Я вышла из кухни медленно и размеренно, но как только скрылась из поля зрения ведьмы, прибавила скорости и поспешила удалиться как можно скорее, про себя думая о библиотеке.
Через пять минут после моего ухода в кухню зашел Влад, усталый и хмурый. Он подошел к Ирме, поцеловал ее в лоб и сел за стол. И пока Ирма наливала чай, а Влад накладывал в тарелку остывший ужин, который Ирма поспешила забрать и подогреть, грянул ливень, да такой сильный, что его дробь слилась в единый гомон воды. Дождь лил как из ведра, застилая собой весь мир, окутывая замок водой, отделяя его от всего остального мира, делая дом еще уютнее и теплее.
Глава 4. Вожделение
Дождь шел уже три дня, заперев всех в замке без возможности выйти куда-то дальше, чем в конюшню. Все эти три дня я старательно избегала Влада. На то была очень важная причина.
Библиотека.
Вам кажется, что это не может стать причиной? Что ж, я легко могу переубедить Вас, по крайней мере, тех из вас, кто, как и я, считает библиотеку святыней, вместилищем самых великих мыслей и идей на земле, кто так же трепетно относится к этому месту, как своему дому и кто не мыслит себе жизни без нее.
Библиотеку я нашла довольно быстро. Она оказалась в самом центре, как по горизонтали, так и по вертикали, но утопленной в самую глубь скалы. Она была спрятана от дневного света и, видимо, предполагалась уединенной и нелюдимой. К этому я отнеслась спокойно, хотя многим в этом замке настоятельно советовала бы читать чаще и усерднее.

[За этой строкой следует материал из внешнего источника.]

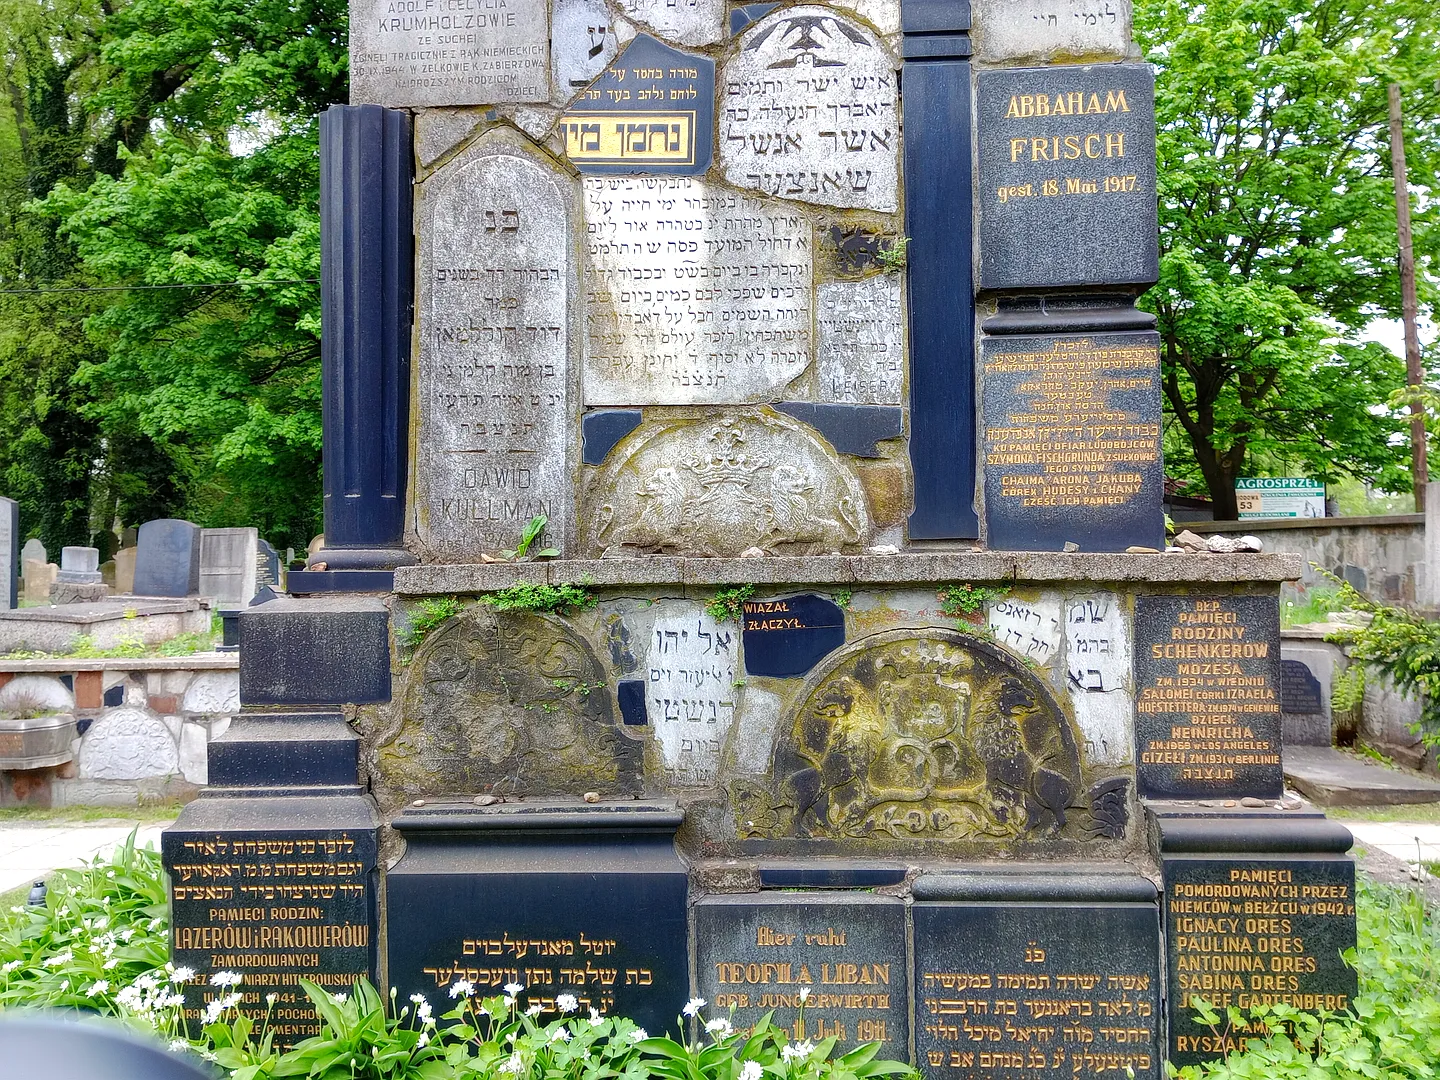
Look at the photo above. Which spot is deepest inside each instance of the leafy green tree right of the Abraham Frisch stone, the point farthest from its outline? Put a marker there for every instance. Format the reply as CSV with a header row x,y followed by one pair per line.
x,y
1278,231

Предо мной предстали большие двери из резного белого камня. Я улыбнулась, глядя на то, какими большими и красивыми они были. Я в предвкушении толкнула тяжелую дверь и…

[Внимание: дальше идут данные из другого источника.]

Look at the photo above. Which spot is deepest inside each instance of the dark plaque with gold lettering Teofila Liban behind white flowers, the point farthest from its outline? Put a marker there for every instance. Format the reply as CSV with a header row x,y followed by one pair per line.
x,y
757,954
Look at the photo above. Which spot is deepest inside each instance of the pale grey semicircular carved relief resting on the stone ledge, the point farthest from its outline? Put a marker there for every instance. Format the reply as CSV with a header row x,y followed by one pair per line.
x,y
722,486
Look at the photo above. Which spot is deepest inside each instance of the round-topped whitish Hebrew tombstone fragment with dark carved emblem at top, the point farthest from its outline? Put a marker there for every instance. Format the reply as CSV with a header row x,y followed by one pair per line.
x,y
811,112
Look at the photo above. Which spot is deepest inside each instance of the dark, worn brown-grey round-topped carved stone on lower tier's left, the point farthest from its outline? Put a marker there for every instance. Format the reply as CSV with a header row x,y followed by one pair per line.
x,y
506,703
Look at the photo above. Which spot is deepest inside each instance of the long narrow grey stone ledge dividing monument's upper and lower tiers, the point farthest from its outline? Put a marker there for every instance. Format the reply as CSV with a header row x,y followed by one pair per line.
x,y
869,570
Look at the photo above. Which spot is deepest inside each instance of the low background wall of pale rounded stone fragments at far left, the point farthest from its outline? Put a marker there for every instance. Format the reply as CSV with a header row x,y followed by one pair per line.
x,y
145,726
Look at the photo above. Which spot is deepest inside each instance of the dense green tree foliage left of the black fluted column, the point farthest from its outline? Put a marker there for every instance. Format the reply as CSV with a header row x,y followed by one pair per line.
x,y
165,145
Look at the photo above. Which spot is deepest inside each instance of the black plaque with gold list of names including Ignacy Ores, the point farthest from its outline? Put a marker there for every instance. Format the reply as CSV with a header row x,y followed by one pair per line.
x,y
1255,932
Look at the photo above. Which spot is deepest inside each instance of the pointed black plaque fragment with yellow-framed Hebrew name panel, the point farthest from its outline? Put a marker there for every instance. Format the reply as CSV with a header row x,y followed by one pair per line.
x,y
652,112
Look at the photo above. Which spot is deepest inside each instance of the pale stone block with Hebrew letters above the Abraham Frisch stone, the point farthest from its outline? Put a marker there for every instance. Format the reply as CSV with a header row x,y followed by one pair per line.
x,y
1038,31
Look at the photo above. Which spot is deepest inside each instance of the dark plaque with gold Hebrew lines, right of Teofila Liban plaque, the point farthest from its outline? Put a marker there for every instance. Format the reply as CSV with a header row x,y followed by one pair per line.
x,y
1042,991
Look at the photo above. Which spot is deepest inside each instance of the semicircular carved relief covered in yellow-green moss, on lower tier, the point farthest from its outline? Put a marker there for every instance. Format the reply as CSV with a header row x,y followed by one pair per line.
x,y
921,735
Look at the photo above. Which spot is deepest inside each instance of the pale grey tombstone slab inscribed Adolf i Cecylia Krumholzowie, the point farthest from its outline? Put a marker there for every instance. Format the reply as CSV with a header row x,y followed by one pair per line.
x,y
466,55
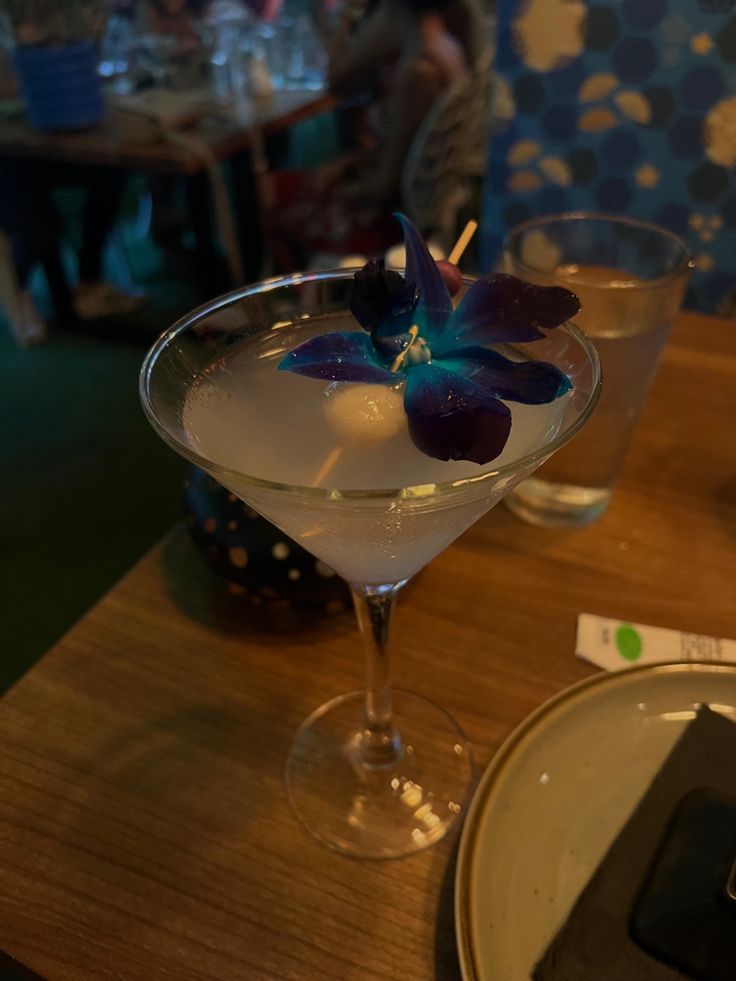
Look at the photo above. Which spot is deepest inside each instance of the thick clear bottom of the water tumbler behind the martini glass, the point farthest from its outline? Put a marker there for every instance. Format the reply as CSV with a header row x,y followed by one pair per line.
x,y
543,502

Если и можно как-то выразить человеку свою неприязнь и максимально раскрыть потенциал своего сволочизма, то только таким изощренным, изуверским способом, каким сделал это мерзкий земляной червь, лежалый, трехнедельный носок, маразматичная навозная муха по имени Влад!

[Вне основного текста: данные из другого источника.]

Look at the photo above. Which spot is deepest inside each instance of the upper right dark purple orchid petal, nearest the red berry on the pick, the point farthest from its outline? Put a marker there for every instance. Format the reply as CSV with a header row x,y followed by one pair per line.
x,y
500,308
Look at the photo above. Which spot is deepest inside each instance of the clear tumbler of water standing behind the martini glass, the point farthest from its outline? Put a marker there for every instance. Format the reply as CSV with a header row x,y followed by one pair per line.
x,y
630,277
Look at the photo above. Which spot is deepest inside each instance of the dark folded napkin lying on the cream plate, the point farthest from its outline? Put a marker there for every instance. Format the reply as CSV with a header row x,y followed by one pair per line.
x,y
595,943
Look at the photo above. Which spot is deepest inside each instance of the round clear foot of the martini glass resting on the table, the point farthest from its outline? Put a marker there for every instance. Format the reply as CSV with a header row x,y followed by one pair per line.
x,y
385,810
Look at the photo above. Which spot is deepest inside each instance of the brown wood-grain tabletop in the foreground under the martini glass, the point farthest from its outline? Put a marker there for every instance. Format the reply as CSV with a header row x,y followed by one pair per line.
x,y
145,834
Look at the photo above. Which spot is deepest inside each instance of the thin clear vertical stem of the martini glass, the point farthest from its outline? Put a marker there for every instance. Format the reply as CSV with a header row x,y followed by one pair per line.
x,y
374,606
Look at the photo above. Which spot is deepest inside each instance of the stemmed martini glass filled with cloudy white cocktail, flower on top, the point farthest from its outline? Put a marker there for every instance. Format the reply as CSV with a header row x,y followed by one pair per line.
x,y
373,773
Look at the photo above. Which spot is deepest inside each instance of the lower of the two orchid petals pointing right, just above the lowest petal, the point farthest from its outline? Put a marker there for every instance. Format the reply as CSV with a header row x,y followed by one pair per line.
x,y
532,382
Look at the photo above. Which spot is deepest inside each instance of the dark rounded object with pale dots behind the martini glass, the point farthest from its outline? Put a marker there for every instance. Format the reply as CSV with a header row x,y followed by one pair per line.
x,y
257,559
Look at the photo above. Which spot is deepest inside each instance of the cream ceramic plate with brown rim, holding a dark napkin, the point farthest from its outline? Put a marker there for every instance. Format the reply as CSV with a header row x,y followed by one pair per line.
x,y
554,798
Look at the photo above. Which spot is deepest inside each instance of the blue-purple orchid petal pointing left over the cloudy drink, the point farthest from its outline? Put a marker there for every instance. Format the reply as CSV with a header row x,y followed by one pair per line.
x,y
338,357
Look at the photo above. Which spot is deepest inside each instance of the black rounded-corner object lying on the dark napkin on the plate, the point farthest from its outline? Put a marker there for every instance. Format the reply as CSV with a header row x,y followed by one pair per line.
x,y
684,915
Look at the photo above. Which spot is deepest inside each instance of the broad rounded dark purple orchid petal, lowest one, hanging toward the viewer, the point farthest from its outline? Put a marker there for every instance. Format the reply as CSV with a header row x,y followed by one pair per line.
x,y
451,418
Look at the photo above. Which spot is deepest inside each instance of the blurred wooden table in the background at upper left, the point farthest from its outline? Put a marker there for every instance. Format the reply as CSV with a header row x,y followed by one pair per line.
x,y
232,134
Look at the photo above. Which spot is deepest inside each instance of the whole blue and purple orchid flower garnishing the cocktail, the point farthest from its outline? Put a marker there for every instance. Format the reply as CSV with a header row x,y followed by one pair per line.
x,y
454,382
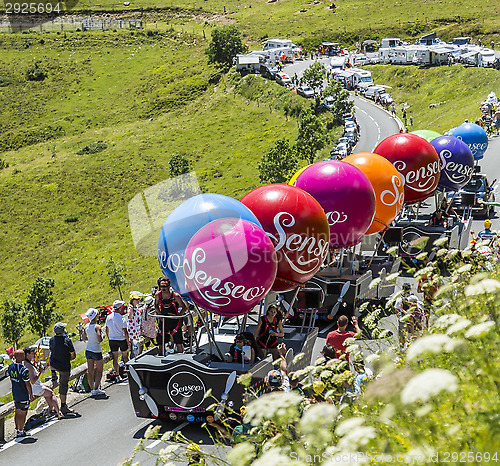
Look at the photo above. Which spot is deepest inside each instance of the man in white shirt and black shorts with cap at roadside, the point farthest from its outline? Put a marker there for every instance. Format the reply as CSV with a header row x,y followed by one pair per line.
x,y
117,333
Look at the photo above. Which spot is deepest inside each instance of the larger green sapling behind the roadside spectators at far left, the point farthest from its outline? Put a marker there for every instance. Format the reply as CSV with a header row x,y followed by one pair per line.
x,y
40,306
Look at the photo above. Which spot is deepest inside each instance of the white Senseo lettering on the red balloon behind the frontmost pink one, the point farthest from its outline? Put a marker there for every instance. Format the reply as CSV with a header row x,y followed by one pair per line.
x,y
311,251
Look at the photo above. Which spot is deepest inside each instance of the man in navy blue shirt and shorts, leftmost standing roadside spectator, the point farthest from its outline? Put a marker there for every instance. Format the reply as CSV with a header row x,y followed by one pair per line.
x,y
21,391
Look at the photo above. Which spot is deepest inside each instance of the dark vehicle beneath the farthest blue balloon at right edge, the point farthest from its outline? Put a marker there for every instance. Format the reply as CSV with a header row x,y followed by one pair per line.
x,y
478,188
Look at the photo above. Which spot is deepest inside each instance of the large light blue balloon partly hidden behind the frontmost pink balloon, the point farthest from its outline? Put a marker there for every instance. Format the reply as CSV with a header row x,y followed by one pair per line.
x,y
184,222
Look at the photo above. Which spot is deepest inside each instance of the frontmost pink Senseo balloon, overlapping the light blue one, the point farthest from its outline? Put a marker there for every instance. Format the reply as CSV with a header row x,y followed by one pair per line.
x,y
229,266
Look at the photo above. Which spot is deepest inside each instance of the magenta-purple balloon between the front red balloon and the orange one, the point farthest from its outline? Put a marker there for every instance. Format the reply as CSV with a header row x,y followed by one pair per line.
x,y
347,197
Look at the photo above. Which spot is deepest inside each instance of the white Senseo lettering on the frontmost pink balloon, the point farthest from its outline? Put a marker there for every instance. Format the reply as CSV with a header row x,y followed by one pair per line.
x,y
213,289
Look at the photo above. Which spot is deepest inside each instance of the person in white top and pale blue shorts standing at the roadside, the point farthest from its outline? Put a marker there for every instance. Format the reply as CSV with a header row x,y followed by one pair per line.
x,y
92,334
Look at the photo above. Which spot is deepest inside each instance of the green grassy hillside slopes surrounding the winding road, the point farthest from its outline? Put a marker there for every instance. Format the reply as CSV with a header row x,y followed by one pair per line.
x,y
144,95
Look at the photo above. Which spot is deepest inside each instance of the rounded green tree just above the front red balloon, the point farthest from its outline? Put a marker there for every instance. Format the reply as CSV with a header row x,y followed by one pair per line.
x,y
279,164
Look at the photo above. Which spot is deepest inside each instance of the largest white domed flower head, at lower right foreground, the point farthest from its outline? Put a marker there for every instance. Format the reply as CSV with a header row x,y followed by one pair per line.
x,y
428,383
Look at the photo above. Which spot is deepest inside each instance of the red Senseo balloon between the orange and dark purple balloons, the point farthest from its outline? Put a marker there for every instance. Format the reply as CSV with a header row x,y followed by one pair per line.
x,y
417,162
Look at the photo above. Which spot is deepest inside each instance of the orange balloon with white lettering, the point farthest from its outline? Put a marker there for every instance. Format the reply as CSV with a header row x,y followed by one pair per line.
x,y
387,184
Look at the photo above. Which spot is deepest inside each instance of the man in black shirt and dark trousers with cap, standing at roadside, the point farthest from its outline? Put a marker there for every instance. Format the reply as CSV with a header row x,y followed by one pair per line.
x,y
62,352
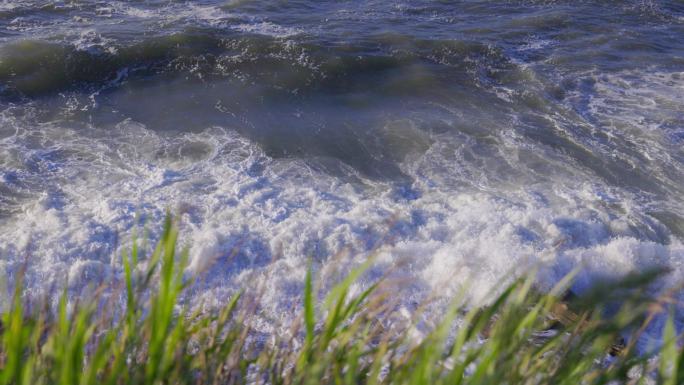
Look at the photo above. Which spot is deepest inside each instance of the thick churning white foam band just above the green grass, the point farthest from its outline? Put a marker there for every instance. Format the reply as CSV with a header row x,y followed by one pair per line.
x,y
251,219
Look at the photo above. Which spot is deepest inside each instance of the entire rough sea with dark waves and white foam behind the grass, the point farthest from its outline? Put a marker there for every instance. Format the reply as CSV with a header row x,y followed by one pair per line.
x,y
458,142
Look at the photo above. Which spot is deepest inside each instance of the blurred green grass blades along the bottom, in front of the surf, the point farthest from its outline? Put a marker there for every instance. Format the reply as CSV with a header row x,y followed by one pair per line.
x,y
523,336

Вся библиотека – крохотный нужник, три на три метра с низким, грязным потолком, где из мебели были лишь старый стол на кривых ногах и трехногий стул, подпертый черенком от метлы, надежно привязанный веревкой. На столе аккуратно, одна на другой, лежали три книги – Моби Дик, Приключения Мумми-Троля и Война и Мир (первый том). Все. Все! Это был удар ниже пояса. Это был запрещенный прием, который недвусмысленно говорил о том, что ни о каком перемирии речи не шло изначально. Это война, друзья мои, холодная и беспощадная! Пленных не брать! В переговоры не вступать! Врага казнить на месте!